Her Excellency Megawati Sukarnoputri
President, Republic of Indonesia
Office of the President
Bina Graha, Jalan Veteran No. 1
Jakarta Pusat, Indonesia
Via facsimile: 62-21-778-182
The Committee to Protect Journalists is alarmed by the Indonesian government's decision to deny Australian journalist Lindsay Murdoch's application for a renewal of his working visa, thereby effectively banning him from working as a correspondent in Jakarta. This action is a clear attempt to punish Murdoch for writing stories that criticize government policies.

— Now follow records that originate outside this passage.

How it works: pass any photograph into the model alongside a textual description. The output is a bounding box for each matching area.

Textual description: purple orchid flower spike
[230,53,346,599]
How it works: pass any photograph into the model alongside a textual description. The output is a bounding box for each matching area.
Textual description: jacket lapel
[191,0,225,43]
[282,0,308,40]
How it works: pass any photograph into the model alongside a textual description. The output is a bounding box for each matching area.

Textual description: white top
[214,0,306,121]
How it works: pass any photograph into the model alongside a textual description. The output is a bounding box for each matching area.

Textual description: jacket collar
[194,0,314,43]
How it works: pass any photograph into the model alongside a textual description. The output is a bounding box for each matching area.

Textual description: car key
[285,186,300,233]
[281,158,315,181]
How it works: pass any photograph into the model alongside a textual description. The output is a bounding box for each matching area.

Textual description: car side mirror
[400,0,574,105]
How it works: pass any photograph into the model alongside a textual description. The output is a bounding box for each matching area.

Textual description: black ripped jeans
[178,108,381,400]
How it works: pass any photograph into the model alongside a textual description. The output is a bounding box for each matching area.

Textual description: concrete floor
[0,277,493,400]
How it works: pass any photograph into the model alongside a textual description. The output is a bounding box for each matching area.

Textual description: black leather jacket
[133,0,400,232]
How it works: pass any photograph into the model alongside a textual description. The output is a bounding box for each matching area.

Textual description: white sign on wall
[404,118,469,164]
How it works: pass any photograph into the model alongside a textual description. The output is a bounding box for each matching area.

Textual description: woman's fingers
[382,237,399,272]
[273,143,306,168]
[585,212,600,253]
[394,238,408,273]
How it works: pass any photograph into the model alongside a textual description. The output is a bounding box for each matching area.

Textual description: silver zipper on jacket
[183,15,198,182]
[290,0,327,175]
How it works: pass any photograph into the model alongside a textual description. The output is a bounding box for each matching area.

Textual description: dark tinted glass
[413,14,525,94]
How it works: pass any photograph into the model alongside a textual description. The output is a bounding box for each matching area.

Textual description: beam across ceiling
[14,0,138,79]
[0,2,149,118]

Last December 10, Murdoch, the staff correspondent in Indonesia for the Australian newspapers The Sydney Morning Herald and The Age, applied to renew his work visa. Wahid Supriyadi, the spokesman for the Foreign Ministry, had earlier sent a fax to the Herald suggesting that they nominate a new correspondent to replace Murdoch. Subsequently, Murdoch's application was denied.
After Murdoch's editors visited the Foreign Ministry several times, he was granted a three-month extension of his visa. That extension expired on March 10, and Murdoch can no longer legally work as a journalist in Indonesia.
Supriyadi told Murdoch that an "interdepartmental committee" had recommended that he not be granted a new work visa. Supriyadi also told Murdoch that the committee had mentioned two stories as being particularly objectionable.
The first was a May 14, 2001, piece about an incident in which Indonesian soldiers in the restive province of Aceh murdered a baby in front of his mother. The other was a series of articles in 2001 that uncovered evidence that East Timorese children, separated from their families during the violence following the territory's 1999 vote rejecting Indonesian rule, had been sent to orphanages in Indonesia and were being held against their parents' will.
To the best of our knowledge, Indonesian authorities have not denied that these incidents occurred. They should not be expelling a reporter for bring such abuses to light. It is particularly chilling that an "interdepartmental committee" is judging stories and banning foreign correspondents from working. This is the same tactic used frequently to blacklist correspondents during the long dictatorship of former president Suharto.
As an organization of journalists dedicated to the defense of our colleagues worldwide, CPJ believes that all journalists, whether foreign or local, have the right to work free of harassment and intimidation. Following Suharto's ouster in 1998, one of the most sweeping and positive changes in Indonesia was the establishment of a free press. Banning Murdoch undermines this commitment to press freedom.
We agree with Murdoch's editors, who said in a statement, "We respectfully reject that any Government can seek to decide whether any of our journalists are acceptable for the purpose of reporting from a foreign country."
CPJ respectfully calls on Your Excellency to intercede on Lindsay Murdoch's behalf and see that his work visa is renewed immediately. We also ask that you disband any government committee that seeks to censor or judge the work of journalists in Indonesia. We thank you for your attention to this matter and await your response.